Utero e intestino perforati Il raschiamento post aborto spontaneo finisce in dramma

Un vero e proprio dramma per la ragazza, tuttora ricoverata nel reparto di Ginecologia e Ostetricia dell’ospedale “San Giovanni Evangelista” di Tivoli. Valentina, un lavoro da barista a Roma ed ex batterista della band Sufi Garage, ha telefonato in redazione per rendere pubblico il suo caso e annunciare che a occhio e croce avrà un seguito nelle aule di giustizia, soprattutto nel momento in cui avrà avuto la certezza che la perforazione della parete uterina e intestinale i medici avrebbero potuto risparmiargliela.
Stando al suo racconto, tutto è iniziato mercoledì 16 quando, alla sesta settimana di gestazione, Valentina aveva accusato delle perdite. Per questo il compagno Giuseppe Solano, 35 anni, anche lui musicista, l’aveva accompagnata al pronto soccorso di via Parrozzani. L’embrione c’era ancora, la camera gestazionale pure: tuttavia la donna era stata rimandata a casa con una cura da fare. Purtroppo le speranze di avere un figlio insieme a Giuseppe sono tramontate sabato 19, quando i sanitari del pronto soccorso con una ecografia avevano accertato l’aborto spontaneo mettendola in lista per il raschiamento e fissando l’intervento a lunedì 21 gennaio.

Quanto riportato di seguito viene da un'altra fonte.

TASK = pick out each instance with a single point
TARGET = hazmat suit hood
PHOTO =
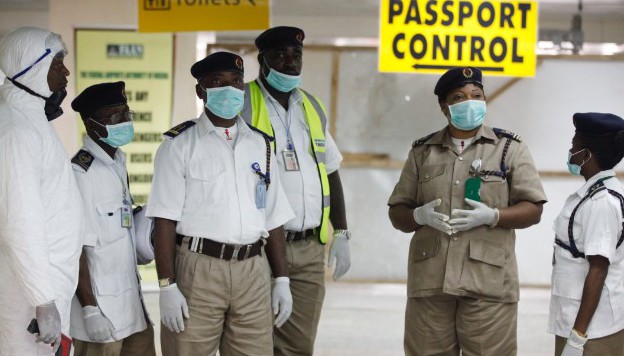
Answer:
(25, 58)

Fatto sta che Valentina a mezzogiorno era stata portata in sala operatoria e dopo l’anestesia generale sottoposta al raschiamento. Evidentemente, però, qualcosa nelle manovre per la rimozione dei frammenti di endometrio deve essere andato storto se al risveglio già sul corridoio la 31enne aveva avvertito i primi dolori.
Dolori lancinanti che si sono intensificati col passare dei minuti, una volta riaccompagnata nella stanza del reparto di Ginecologia e Ostetricia e man mano che l’effetto dell’anestesia generale svaniva. Era lei che esagerava? Oppure soffriva veramente? Valentina racconta che per togliersi il dubbio i medici l’hanno sottoposta a ben tre ecografie fra le tre del pomeriggio, le sette di sera e le undici di notte, senza contare le due lastre, una in tarda serata e l’altra alle 10 di martedì mattina.
Soltanto allora i sanitari avrebbero avuto la certezza del danno, riaccompagnandola d’urgenza in sala operatoria per la sutura dell’intestino. Da quel momento in poi, quattro giorni col sondino al naso, alimentata con le flebo, immobile nel letto per via di quel taglio al basso ventre, simile a quelli praticati per il parto cesareo, che le resterà per tutta la vita.